Com efeito, a evolução biológica serviu-se da especialização para potenciar a adaptação de cada espécie ao seu nicho ecológico. As espécies são todas diferentes, cada uma especializada na exploração de potencialidades distintas no meio envolvente. Mas a biologia levou a especialização mais longe, sendo cada organismo individual um sistema de subsistemas, sendo cada subsistema especializado em aspetos diferentes da regulação dos processos relacionados com a vida. No caso do ser humano, a diferenciação celular – ou seja, a sua especialização – tem início logo no 4º dia após a fecundação. Desde uma etapa tão precoce que o sistema se desenvolve e otimiza a sua performance à custa de processos de especialização (Amit & Itskovitz-Eldor, 2002). Esta analogia permite, desde logo, apreender que o conceito de precoce deverá, quando associado ao processo de especialização desportiva, ser relativizado.
Ademais, a especialização biológica não ocorre num momento único; com efeito, a especialização vai-se tornando cada vez mais profunda e complexa no decorrer do tempo, o que indicia que a especialização não é uma qualidade absoluta, mas um continuum que admite inúmeras gradações. Por último, da mesma forma que a biologia mantém uma certa abertura, nomeadamente via células satélite presentes também nos adultos, igualmente os processos de vida e, mais concretamente, de treino desportivo poderão acoplar alguma multilateralidade dentro do conceito de especialização.

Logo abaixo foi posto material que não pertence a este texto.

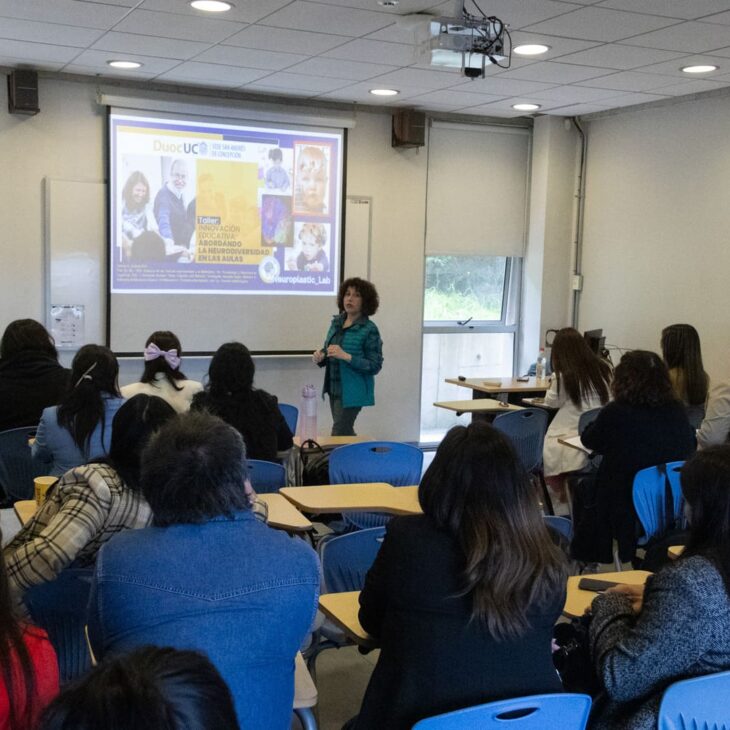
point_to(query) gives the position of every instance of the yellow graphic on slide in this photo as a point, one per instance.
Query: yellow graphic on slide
(227, 221)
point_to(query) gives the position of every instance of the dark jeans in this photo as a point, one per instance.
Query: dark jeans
(343, 419)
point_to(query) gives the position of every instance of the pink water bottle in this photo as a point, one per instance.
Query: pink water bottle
(309, 413)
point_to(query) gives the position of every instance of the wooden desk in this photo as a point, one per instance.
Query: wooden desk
(342, 610)
(283, 515)
(577, 601)
(367, 497)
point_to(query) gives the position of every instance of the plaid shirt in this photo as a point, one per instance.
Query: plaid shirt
(83, 510)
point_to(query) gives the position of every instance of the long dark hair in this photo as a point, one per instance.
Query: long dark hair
(26, 335)
(582, 373)
(15, 662)
(477, 490)
(705, 482)
(134, 424)
(94, 373)
(165, 340)
(681, 351)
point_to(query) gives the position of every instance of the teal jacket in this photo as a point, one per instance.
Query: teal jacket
(362, 341)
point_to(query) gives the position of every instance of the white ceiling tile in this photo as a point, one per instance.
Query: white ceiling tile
(339, 69)
(554, 73)
(149, 45)
(683, 9)
(249, 57)
(62, 35)
(69, 12)
(369, 51)
(268, 38)
(184, 27)
(600, 24)
(98, 61)
(620, 57)
(302, 15)
(689, 37)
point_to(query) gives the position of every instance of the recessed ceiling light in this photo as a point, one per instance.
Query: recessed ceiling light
(530, 49)
(699, 69)
(124, 64)
(211, 6)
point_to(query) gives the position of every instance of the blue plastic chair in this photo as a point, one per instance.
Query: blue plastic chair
(374, 461)
(60, 607)
(16, 465)
(700, 703)
(650, 499)
(291, 416)
(539, 712)
(266, 476)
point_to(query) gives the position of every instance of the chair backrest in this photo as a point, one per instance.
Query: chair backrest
(376, 461)
(266, 476)
(347, 558)
(291, 415)
(60, 607)
(526, 429)
(540, 712)
(16, 464)
(693, 704)
(650, 500)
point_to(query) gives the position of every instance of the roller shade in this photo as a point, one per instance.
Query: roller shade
(477, 190)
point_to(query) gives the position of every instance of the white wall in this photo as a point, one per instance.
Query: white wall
(657, 227)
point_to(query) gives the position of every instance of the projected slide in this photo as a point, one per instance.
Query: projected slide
(210, 208)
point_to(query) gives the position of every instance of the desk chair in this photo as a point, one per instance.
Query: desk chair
(539, 712)
(701, 702)
(60, 608)
(266, 476)
(526, 430)
(16, 464)
(374, 461)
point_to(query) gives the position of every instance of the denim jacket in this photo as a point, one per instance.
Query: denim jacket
(237, 590)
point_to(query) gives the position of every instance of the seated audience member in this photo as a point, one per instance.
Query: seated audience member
(464, 597)
(28, 666)
(644, 639)
(80, 427)
(209, 575)
(162, 376)
(230, 395)
(581, 383)
(643, 426)
(149, 689)
(683, 356)
(89, 504)
(31, 377)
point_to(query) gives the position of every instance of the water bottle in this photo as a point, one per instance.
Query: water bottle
(540, 366)
(309, 413)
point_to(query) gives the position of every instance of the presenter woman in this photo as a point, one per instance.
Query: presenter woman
(352, 354)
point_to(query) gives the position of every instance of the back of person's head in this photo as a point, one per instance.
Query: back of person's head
(153, 688)
(642, 379)
(681, 351)
(26, 335)
(231, 371)
(94, 372)
(705, 480)
(16, 667)
(477, 490)
(162, 354)
(133, 426)
(194, 469)
(582, 373)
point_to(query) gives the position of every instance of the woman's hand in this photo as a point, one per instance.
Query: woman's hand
(635, 593)
(338, 353)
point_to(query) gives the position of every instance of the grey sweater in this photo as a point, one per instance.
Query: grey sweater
(683, 631)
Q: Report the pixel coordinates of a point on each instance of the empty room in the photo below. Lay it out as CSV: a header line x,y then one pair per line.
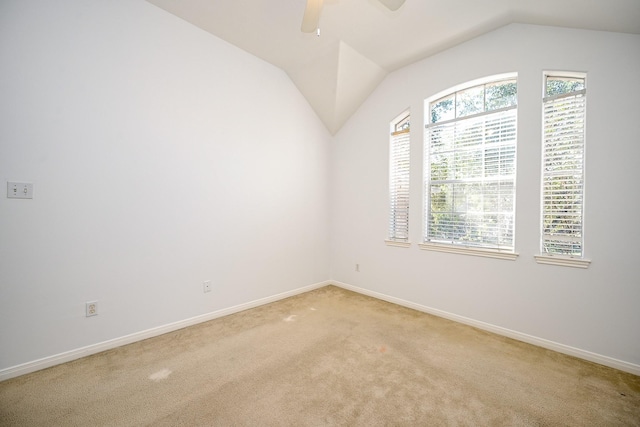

Utilizando o exemplo do voleibol, a distribuição poderá ser treinada por todos os jogadores duma equipa altamente especializada, embora em contextos diferentes de ocorrência: o treino de distribuição dum distribuidor irá diferir daquele dum atacante central, mas com uma base técnica com algumas parecenças e sempre visando cumprir um propósito de jogo que consiste em proporcionar ao atacante as melhores condições de finalização possíveis. Ainda no voleibol, uma nota de rodapé: o conceito de penetração não deve ser confundido com o conceito de especialização. Com efeito, existem sistemas de jogo com penetração que não implicam especialização, como sendo o 0:6:0 com distribuidor em zona 1.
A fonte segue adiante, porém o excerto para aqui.